La gestion des supports, nous avons eu à le souligner, appartient à une période à jamais révolue pour la grande presse. Il y a des siècles passés, au début même de la presse, où on pouvait voir l’éditeur, mieux le promoteur s’accaparer de tous les postes et ramenait la survie de l’organe à sa modeste personne. Pourtant, c’est ce mode qui caractérise encore, en ce 21ème siècle, la gestion des médias de la diaspora congolaise.

La grande malédiction est ce nivellement par le bas. Au moment où ailleurs, on discute modernisation, amélioration de la production, diversifications des produits, en face, on en est encore à chercher à régulariser la périodicité de tout ce qui a l’air d’œuvre … artisanale !

Autrefois, nous étions nous-mêmes convaincu que ce sous-développement endémique qui affectait ces supports de communication était dû à la faiblesse du pouvoir d’achat de ses lecteurs. Les faits ont prouvé le contraire : les concerts des musiciens congolais se produisant en Europe, quelque soit le prix d’entrée, étaient pris d’assaut par ces héritiers et nostalgiques de la société de l’oralité.

Ce public (mieux ces usagers) est aussi responsable de la méforme de nos médias.

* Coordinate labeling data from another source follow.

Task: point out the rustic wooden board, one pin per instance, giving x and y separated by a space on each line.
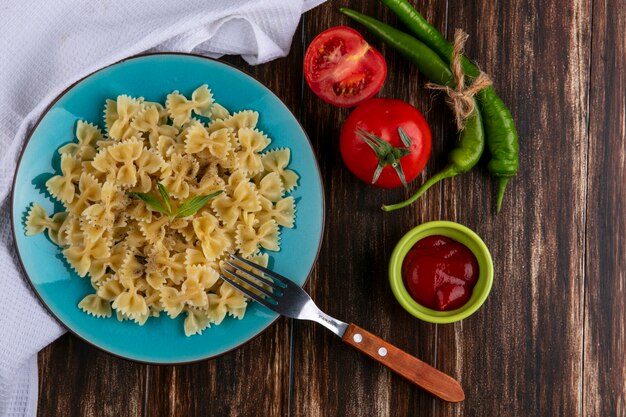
76 379
549 341
350 283
528 335
604 380
252 380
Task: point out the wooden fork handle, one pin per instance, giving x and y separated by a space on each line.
421 374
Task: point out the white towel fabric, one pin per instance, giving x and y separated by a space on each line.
47 45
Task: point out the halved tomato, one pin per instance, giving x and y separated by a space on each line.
342 68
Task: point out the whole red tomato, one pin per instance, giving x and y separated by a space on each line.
385 142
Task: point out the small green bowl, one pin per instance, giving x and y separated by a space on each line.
462 235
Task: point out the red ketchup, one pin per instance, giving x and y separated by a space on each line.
440 273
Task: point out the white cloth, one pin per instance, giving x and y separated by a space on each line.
47 45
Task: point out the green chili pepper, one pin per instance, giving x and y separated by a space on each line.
471 139
500 130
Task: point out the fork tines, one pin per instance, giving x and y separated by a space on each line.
256 286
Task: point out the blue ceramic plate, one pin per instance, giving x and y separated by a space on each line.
160 340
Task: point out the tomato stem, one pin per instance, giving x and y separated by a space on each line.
386 153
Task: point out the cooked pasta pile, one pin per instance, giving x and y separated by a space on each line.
140 261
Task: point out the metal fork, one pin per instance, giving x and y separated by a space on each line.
283 296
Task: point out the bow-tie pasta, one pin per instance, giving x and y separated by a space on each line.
141 259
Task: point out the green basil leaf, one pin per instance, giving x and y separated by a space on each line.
165 196
150 201
192 205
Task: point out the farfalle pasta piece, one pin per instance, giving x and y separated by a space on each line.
95 306
163 113
249 237
271 187
167 146
148 163
87 135
88 245
219 112
252 142
154 231
185 229
277 161
206 276
283 212
209 182
119 115
214 241
110 288
131 303
196 321
191 293
99 267
62 187
226 300
183 169
38 220
102 213
139 261
89 190
198 139
180 108
125 154
161 265
244 198
147 121
240 120
69 230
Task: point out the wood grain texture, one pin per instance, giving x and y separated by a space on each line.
414 370
604 381
358 242
528 335
254 379
549 341
76 379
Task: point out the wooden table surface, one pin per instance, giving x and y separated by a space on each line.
549 341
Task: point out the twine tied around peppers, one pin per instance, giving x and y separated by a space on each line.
461 98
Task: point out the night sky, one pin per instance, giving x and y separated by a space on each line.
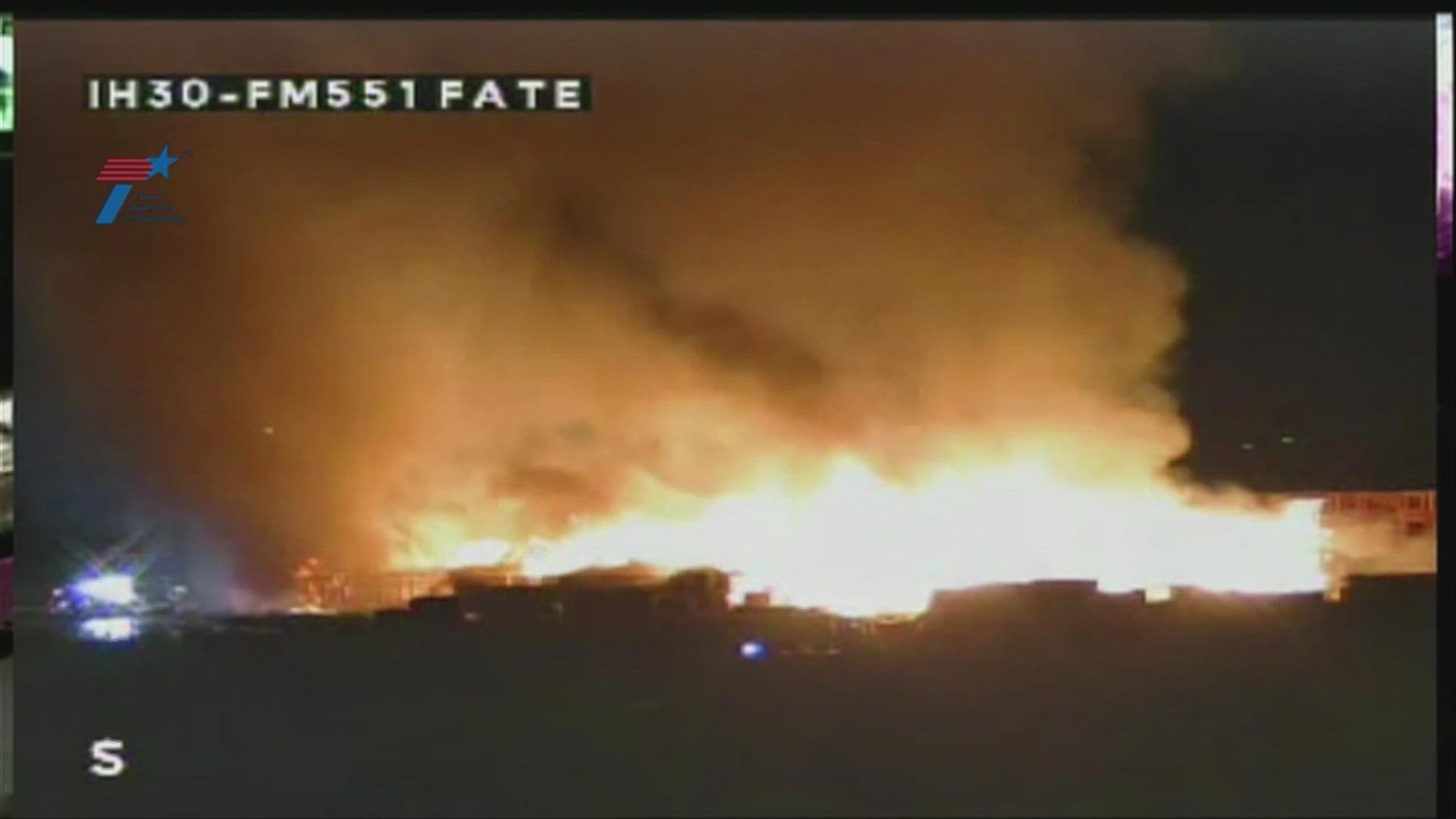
1294 190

Pourquoi l’en absoudre quand on sait que les sciences de la communication lui reconnaissent le statut de coproducteur. « Les études d’usage des techniques, par

exemple, montrent combien l’utilisateur n’est pas « en bout de chaîne », mais déjà présent dans la conception du produit : le producteur se le représente, les paramètres de l’ouvrage se construisent ensemble indissociablement. Mais l’utilisateur n’est réduit à cette prise en compte incorporée dans l’appareil : il est coproducteur car, au bout du compte, le produit, la machine a toujours besoin de lui pour fonctionner. Le service sans usager, le message sans récepteur sont aussi inconcevables. Les recherches en théorie de la réception mettent notamment en avant l’activité de réinvention, de réinterprétation du message par le récepteur ou de braconnage chez le lecteur, disait Certeau. Elles permettent d’abandonner les modèles simplifiés de l’influence. » (Dominique BOUILLER, in André VITALIS (sous le dir.), 1994, 65).

Il est dès lors difficile de comprendre la désaffection de ces « réinventeurs » congolais de la diaspora. Pourtant, personne n’ignore l’importance de l’information, ce ferment de toute société.

Face à cette situation marquée par une presse rachitique, condamnée à la disparition, et à la désaffectation du public, que dire au sociologue BOUTHOUL, qui a toujours soutenu que « Le fonctionnement de la démocratie est lié à l’éducation politique des

masses, à leur information (c’est nous qui soulignons – NDLR) et à leur degré d’aisance économique. Elle réussit dans la mesure où il s’y forme une opinion libre

et bien informée » (in Philippe BOEGNER, Presse, Argent, Liberté. Le journaliste

face au capital et à la publicité. Ed. Fayard, 1969, 16).

La situation est ainsi révélatrice de l’existence des ghettos à l’ombre de grandes démocraties et de cet enfermement identitaire des immigrés.